Kendini kafeye yakın olan sahil kenarında buldu. Aldatma meselesini ise
Jimin'in ona attığı mesajları mesaj panelinde okurken görmüştü.Sahil kenarında yürürken Hoseok ve Jiwoo'nun onu takip ettiğinden haberi yoktu. Hoseok Yeo bin'i gördüğü zaman direkt Taehyung'a haber vermişti, birazdan sahilde olurdu Taehyung. Jungkook en sonunda yorulup kendini kumların üzerine attı. Sırt üstü uzanıp gözlerini kapattığında güneş yerine gölge nin düştüğünü gördü. Gözlerini hemen açtığında ona dolu ve akan gözlerle bakan Taehyung'u gördü.
Taehyung hiç birşey demeden yanına uzandı ve konuşmaya başladı "meleğim" dedi ilk olarak. "Yemin ederim o bana öyle atılınca ne yapacağımı bilemedim" dedi akan yaşını silerek. Jungkook her ne kadar farkında da olsa kırılmış ve üzülmüştü. Ona cevap vermeden uzandığı yerde oturur hâle geldi. "Onu istemiyorum, o eskide kalan biriydi, eskidi" dedi ve soluklandı taehyung. "Ben seni seviyorum jungkook, sana aşığım hemde hayatımda hiç böyle birşey yaşamamıştım, ben.. Ben ona aşığım sanıyordum fakat öyle birşey değilmiş aşk." dedi gözyaşları içindeyken ve tekrar söze başladı.
"Aşk..." dedi ve sırıttı. "Aşk... " dedi tekrar.

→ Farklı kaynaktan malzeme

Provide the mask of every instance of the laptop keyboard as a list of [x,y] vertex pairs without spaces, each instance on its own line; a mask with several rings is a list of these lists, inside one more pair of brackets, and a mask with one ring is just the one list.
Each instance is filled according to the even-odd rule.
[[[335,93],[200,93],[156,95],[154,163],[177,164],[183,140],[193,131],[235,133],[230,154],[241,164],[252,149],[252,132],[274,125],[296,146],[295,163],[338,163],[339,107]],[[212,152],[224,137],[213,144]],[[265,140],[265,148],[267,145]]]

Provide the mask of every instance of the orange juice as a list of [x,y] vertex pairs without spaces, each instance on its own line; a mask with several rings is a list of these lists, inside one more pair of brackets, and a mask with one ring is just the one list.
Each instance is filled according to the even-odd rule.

"Aşk sensin Jungkook. Aşk'ı ben seninle buldum, seninle devam ettirmek istiyorum" dedi. "Bende" diye geçirdi içinden Jungkook. "Benim herşeyim oldun" diye geçirdi içinden tekrar. Ama kalbi o kadar acımıştı ki bunları dile getiremezdi. Jungkook ayağa kalktı ve ilerlemeye başladı. Taehyung onun gittiğini fark ederek peşinden gitmeye başladı. Ve her attığı adımda ona ne kadar aşık olduğundan bahsediyordu.En sonunda dayanamayıp hıçkıra hıçkıra ağlamaya başladı sessiz ağlamalarının aksine. Hıçkırıklarının arasından bağırıyordu.
"Affet beni... " diye
Jungkook arkasına dönüp "küs değilim" dedi ve tekrar yürümeye devam etti.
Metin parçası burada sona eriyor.